Estabelecer uma comunicação horizontalizada com o colaborador ainda é
um objetivo a ser alcançado. Em geral, a comunicação é verticalizada e pragmática
aos objetivos das metas, ou seja, é dominante ainda a liderança autoritária:

Nas agências bancárias, o trabalhador é compungido a vender títulos,


cartões de crédito, seguros, aplicações e todos os demais “produtos” e
serviços oferecidos pelos bancos, submetido aos princípios e determinações
dos programas de qualidade total e remuneração variável.
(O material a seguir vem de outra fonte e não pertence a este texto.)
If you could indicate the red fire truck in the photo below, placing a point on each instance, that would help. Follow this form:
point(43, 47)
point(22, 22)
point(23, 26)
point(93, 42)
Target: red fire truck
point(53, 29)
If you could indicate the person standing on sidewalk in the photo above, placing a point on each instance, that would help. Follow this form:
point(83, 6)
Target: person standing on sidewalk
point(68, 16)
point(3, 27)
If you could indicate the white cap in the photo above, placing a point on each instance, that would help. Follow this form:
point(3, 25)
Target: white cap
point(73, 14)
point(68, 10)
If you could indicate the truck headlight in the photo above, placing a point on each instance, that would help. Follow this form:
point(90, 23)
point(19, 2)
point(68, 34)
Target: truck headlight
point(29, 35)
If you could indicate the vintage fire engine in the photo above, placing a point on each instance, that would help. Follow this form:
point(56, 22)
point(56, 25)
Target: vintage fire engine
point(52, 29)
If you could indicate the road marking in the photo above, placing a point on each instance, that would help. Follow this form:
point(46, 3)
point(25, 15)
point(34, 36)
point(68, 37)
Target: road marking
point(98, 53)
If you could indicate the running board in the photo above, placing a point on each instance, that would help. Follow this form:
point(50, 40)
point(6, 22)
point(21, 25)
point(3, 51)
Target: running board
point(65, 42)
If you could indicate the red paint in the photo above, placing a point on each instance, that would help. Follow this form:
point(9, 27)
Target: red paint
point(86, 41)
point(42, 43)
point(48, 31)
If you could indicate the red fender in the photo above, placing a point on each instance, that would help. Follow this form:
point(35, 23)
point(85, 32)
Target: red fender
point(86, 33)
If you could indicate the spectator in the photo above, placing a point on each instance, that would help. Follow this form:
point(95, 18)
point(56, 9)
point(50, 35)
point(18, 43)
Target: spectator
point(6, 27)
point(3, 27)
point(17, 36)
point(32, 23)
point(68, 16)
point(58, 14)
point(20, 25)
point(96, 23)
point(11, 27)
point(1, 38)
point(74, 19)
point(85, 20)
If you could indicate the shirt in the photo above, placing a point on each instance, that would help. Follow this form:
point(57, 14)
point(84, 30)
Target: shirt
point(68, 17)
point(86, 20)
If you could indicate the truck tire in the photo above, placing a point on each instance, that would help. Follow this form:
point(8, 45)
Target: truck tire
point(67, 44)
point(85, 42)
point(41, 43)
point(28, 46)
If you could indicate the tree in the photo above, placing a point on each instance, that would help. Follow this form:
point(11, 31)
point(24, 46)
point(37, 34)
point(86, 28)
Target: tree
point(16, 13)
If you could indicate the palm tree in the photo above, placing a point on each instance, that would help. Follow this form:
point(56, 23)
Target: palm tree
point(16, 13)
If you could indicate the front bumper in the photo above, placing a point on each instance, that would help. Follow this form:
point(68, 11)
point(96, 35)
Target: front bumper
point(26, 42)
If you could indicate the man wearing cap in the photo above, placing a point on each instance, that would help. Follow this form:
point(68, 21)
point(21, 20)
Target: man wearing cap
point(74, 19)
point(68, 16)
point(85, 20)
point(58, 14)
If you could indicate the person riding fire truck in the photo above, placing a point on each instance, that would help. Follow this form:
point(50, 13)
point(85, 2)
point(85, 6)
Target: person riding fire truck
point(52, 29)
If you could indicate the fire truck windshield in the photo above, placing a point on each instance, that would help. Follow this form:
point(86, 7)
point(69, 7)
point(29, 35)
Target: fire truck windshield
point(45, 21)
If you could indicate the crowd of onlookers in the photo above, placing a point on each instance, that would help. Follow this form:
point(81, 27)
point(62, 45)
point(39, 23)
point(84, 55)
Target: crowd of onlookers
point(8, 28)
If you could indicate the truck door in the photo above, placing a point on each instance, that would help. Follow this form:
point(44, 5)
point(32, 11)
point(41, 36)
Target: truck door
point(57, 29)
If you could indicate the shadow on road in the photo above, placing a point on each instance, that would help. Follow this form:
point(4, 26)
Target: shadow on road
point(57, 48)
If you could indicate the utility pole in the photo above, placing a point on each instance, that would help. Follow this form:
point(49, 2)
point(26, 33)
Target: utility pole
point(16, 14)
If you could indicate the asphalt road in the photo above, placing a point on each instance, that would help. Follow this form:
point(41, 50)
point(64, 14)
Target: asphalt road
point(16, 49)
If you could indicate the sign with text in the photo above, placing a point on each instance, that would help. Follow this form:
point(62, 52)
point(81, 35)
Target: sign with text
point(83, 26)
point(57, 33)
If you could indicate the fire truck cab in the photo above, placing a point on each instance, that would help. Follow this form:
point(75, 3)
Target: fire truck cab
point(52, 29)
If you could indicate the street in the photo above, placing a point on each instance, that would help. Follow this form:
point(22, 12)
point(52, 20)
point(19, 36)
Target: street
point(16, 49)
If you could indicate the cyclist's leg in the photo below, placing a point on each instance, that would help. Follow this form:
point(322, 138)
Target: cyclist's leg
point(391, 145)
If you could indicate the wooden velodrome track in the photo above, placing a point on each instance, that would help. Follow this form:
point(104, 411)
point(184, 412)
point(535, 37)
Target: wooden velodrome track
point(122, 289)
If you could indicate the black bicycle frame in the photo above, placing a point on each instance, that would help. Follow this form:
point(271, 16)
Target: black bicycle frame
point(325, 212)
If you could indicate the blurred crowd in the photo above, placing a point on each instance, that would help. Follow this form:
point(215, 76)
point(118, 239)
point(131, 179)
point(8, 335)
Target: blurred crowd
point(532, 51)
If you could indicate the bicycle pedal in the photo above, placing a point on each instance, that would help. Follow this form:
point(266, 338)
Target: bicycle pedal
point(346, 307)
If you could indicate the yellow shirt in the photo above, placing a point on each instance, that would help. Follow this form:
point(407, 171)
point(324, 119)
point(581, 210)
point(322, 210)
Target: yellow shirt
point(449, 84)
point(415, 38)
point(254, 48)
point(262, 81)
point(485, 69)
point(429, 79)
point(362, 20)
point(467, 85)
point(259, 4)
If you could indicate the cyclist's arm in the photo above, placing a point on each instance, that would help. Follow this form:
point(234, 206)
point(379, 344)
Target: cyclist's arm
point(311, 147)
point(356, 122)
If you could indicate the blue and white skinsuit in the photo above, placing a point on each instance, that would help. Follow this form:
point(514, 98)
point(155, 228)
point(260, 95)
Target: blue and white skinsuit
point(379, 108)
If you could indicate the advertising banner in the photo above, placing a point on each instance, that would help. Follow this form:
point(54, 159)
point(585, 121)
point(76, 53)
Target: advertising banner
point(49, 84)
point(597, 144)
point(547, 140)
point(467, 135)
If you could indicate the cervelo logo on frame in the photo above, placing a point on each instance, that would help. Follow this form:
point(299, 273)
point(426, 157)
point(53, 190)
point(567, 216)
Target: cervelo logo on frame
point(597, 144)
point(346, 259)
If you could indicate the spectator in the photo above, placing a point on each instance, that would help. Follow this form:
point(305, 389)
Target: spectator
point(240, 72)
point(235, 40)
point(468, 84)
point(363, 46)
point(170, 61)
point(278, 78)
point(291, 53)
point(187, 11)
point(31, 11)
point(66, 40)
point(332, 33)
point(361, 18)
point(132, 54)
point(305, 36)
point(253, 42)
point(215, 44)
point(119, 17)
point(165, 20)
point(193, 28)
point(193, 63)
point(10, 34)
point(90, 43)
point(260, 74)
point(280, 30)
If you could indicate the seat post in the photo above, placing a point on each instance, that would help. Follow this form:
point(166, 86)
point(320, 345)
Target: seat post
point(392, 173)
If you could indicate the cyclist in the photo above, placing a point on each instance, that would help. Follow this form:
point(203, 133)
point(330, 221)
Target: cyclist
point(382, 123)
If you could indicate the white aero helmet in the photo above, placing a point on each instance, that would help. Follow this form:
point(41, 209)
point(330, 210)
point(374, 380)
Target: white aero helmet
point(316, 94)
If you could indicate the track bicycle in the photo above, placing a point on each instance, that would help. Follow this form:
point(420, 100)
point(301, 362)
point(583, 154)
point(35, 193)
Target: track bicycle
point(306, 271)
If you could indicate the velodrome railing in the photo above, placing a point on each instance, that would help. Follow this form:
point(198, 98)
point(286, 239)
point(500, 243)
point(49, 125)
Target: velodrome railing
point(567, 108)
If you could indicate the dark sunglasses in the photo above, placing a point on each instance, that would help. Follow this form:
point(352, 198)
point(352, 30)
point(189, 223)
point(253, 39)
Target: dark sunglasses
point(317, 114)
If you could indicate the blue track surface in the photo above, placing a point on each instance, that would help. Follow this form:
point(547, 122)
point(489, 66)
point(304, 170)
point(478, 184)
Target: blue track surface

A pressão e a
sobrecarga de trabalho predominam nestes ambientes laborais [...].
(JINKINGS, 2007, p. 14)

3. Metodologia do estudo

Majoritariamente, a metodologia adotada para este artigo é a pesquisa


bibliográfica pelo qual Pedro Demo (1985, p. 24) afirma ser o procedimento de
pesquisa teórica em que "tomamos conhecimento da produção existente; podemos
aceitá-la, rejeitá-la e com ela dialogar criticamente" e um outro autor é Gil (2002, p.
44) que explica ser a pesquisa bibliográfica "[...] desenvolvida com base em material
já elaborado, constituído principalmente de livros e artigos científicos".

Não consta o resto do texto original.